La decisión de omitir la radioterapia después de una cirugía conservadora en pacientes con cáncer de mama es un tema de gran relevancia en la oncología actual.
En este contexto, es fundamental comprender los posibles riesgos y beneficios asociados con esta elección terapéutica.
En este post, exploraremos las implicaciones de no recibir radioterapia después de la cirugía conservadora en pacientes con cáncer de mama, considerando tanto los aspectos positivos como las posibles consecuencias negativas en términos de control local de la enfermedad y la mortalidad.
¿A qué pacientes se les podría omitir este tratamiento con radioterapia?
La omisión de la radioterapia después de una cirugía conservadora en pacientes con cáncer de mama puede considerarse en ciertos subgrupos de pacientes con características específicas.
Algunos de los pacientes que podrían ser considerados candidatos para omitir este tratamiento incluyen (1):
• Pacientes de edad avanzada: En particular, mujeres mayores de 70 años con tumores pequeños, receptores hormonales positivos y ganglios linfáticos negativos.

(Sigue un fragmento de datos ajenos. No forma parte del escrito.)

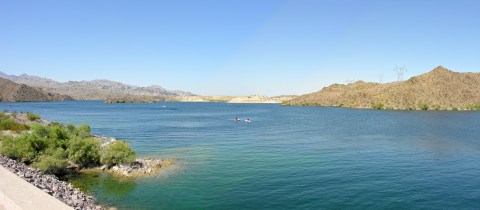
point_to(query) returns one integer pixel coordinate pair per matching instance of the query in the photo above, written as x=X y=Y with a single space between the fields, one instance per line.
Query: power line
x=399 y=70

• Pacientes con tumores de bajo riesgo: Aquellos con tumores de bajo grado, tamaño pequeño, receptores hormonales positivos y sin factores de riesgo adicionales.

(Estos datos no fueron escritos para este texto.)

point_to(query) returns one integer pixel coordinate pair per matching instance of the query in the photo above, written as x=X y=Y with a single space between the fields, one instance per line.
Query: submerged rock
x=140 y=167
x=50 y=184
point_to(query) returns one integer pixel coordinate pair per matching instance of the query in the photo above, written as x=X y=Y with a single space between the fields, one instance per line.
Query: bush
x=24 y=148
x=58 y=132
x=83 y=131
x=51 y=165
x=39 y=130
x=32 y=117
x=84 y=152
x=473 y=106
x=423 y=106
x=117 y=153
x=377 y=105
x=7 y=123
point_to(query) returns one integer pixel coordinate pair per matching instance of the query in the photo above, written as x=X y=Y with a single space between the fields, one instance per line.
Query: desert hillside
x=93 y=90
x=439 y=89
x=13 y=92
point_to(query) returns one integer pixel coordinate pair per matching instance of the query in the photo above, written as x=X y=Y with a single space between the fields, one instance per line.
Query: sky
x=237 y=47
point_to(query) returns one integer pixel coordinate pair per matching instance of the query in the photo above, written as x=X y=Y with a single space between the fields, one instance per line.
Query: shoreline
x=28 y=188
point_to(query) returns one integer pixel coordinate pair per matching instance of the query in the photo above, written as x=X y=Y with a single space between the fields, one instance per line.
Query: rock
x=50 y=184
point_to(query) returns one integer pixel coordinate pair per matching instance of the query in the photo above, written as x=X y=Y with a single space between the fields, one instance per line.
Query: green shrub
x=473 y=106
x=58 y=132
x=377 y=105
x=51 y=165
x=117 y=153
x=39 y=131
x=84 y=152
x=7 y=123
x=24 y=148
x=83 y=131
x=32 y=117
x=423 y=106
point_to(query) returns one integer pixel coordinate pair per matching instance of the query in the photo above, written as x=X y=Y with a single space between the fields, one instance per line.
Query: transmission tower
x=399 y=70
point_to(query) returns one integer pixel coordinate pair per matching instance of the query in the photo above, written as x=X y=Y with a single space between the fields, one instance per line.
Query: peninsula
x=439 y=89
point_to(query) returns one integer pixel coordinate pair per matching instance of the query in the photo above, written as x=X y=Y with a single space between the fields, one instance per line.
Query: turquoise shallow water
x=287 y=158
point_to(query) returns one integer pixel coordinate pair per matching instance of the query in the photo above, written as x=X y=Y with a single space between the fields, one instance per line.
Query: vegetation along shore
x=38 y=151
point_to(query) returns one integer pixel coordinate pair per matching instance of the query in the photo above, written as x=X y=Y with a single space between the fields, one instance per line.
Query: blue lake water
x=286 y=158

• Pacientes con expectativa de vida limitada: Aquellos con comorbilidades significativas o una esperanza de vida reducida.
¿Cuáles son los posibles riesgos y beneficios de omitir la radioterapia tras la cirugía conservadora de la mama?
Omitir la radioterapia (RT) después de la cirugía conservadora de la mama en pacientes con cáncer de mama precoz puede tener tanto riesgos como beneficios (1).
Riesgos:
• Mayor riesgo de recidiva local: Omitir la RT puede resultar en un mayor riesgo de recurrencia local en algunos pacientes.
• Impacto potencial en la sobrevida a largo plazo: Aunque algunos estudios no han mostrado un impacto adverso significativo en la supervivencia al omitir la RT en pacientes de bajo riesgo, las implicaciones en la supervivencia a largo plazo deben ser consideradas cuidadosamente.
• Falta de estudios con alto nivel de evidencia: El impacto clínico de las firmas genómicas en las decisiones terapéuticas locales, como la omisión de la RT, para el cáncer de mama precoz ha sido modesto debido a la falta de pruebas con alto nivel de evidencia que respalden su validez clínica para evaluar el riesgo de recurrencia local.
Beneficios:
• Mejores resultados cosméticos: Omitir la RT puede conducir a mejores resultados cosméticos y menor incidencia de dolor, fibrosis y edema mamario.
• Aunque las técnicas modernas pueden reducir la irradiación cardiaca, se demostró que la RT se asociaba a un aumento de la mortalidad cardiaca que anulaba la disminución de las muertes por cáncer de mama.
• Reducción en el costo que implica la administración de este tipo de tratamiento.
Conclusión:
Es importante destacar que la decisión de omitir la radioterapia debe basarse en una evaluación integral de cada caso individual, considerando cuidadosamente estos riesgos y beneficios así como factores como la edad, características tumorales, comorbilidades y preferencias del paciente.
La discusión con un equipo multidisciplinario de especialistas en cáncer de mama es fundamental para tomar la mejor decisión terapéutica para cada paciente.